June 18, 2013
Back in the Thirties and Forties, when promoting a new Frankenstein film, exhibitors used every trick in the ballyhoo book. Park an ambulance out front, have nurses patrol the lobby, send a man in a mask around the block. Then there was the Date With Frankenstein, a Dare You trick where, for a cash prize, a woman was challenged to sit alone through a midnight showing of the latest scary picture. The gag was promoted in newspapers or radio, a drawing was held and, with a little luck, the event would make the papers, good for free publicity for the movie and the local theater.
“Creepy business,” reported the Pittsburgh Press on January 1939, running a photo of Miss Martha Schwall of 3303 Christy Street, a good sport picked among 350 volunteers, seen reacting to “Son of Frankenstein which stars those two proponents of horror, Boris Karloff and Bela Lugosi”. Miss Schwall claimed she had no fear of Frankenstein “or any other monster — as long as it was on the screen”. The reporter suggested that “maybe her slight evidence of fear is traceable to the photographer’s flash.”
Under the title Brave Woman, an April 1943 issue of Life magazine showed Margaret McHale sitting alone, dead center in the cavernous Fox Theater of St.
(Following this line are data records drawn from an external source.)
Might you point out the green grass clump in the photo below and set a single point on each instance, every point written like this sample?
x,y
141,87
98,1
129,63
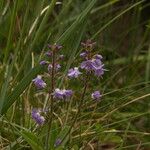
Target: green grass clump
x,y
122,32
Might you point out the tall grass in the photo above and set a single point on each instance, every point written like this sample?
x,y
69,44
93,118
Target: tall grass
x,y
121,119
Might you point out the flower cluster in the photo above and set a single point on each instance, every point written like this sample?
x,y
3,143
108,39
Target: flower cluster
x,y
95,65
62,94
39,119
91,64
39,83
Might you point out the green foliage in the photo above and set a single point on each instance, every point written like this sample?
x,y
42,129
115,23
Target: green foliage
x,y
122,33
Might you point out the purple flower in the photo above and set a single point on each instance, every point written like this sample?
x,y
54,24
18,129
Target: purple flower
x,y
57,67
68,93
61,56
43,62
83,54
88,44
57,142
74,72
97,56
48,53
39,83
62,94
87,65
96,95
55,47
99,71
39,119
59,94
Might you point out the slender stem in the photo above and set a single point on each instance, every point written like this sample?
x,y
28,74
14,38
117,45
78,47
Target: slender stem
x,y
79,107
51,98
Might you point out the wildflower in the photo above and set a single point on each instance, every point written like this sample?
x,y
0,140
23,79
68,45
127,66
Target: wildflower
x,y
67,93
62,94
74,72
83,54
97,56
48,53
58,94
61,56
87,65
55,47
39,119
57,67
39,83
96,95
88,44
43,62
57,142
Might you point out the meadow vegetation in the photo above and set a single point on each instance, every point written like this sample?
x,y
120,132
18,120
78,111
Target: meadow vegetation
x,y
74,74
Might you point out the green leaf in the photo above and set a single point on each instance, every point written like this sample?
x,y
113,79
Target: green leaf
x,y
32,140
18,90
63,135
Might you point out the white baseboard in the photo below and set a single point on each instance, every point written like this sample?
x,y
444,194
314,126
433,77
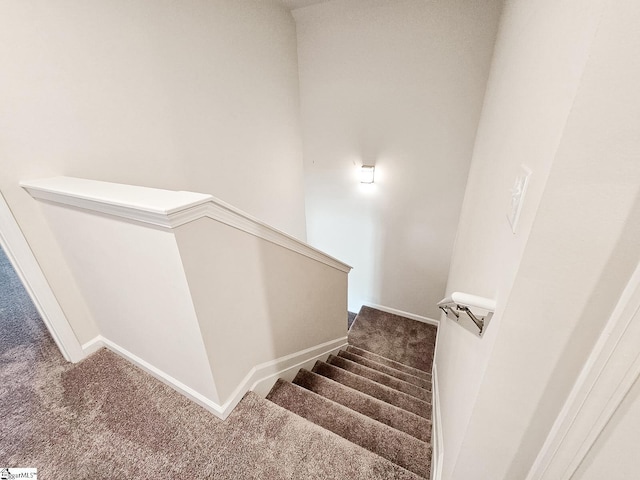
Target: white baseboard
x,y
258,377
92,346
437,453
410,315
263,385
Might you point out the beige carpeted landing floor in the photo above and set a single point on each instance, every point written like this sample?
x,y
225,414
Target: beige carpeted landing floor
x,y
104,418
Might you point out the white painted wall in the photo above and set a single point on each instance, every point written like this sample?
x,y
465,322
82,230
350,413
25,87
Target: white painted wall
x,y
561,99
615,453
257,301
191,95
399,85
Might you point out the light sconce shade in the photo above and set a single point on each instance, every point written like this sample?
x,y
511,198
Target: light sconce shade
x,y
366,173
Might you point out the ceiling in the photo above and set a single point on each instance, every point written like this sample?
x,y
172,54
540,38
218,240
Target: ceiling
x,y
293,4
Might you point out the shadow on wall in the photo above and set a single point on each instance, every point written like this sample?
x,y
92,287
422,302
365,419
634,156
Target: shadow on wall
x,y
601,302
343,221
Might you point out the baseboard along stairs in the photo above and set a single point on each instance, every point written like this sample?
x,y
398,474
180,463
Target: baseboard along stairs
x,y
375,393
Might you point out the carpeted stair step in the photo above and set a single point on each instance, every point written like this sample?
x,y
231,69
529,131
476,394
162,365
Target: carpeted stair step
x,y
390,363
274,443
417,381
374,389
383,412
394,445
379,377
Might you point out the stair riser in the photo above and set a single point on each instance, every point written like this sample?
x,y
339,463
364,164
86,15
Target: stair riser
x,y
385,413
376,390
381,378
417,381
389,443
389,363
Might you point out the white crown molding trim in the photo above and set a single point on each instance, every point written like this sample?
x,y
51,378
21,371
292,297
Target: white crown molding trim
x,y
437,454
35,283
257,374
607,376
410,315
165,209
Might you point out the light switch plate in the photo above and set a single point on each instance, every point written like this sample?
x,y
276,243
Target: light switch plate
x,y
517,196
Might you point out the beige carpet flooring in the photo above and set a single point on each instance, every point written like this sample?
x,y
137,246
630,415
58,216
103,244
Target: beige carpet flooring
x,y
408,342
105,418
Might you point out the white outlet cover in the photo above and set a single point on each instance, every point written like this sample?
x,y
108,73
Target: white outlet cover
x,y
517,196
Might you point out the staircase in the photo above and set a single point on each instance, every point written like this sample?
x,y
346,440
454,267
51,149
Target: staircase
x,y
375,393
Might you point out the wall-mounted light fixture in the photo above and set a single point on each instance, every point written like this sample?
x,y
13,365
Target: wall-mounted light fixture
x,y
366,173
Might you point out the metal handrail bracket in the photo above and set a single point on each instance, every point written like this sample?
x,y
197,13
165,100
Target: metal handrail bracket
x,y
477,311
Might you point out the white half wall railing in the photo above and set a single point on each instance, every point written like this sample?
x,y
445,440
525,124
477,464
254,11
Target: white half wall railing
x,y
205,297
470,311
Louis, waiting for Frankenstein Meets the Wolf Man to unspool. “If Frankenstein and the Wolfman were here in person it wouldn’t make a difference to me,” she declared. “You could get Dracula and the Werewolf of London, too, and I’d sit down with them and we’d have a good poker game. I’m not squeamish and I like to play poker.”
Ms McHale earned a $25 War Bond and Universal scored priceless exposure in a national magazine.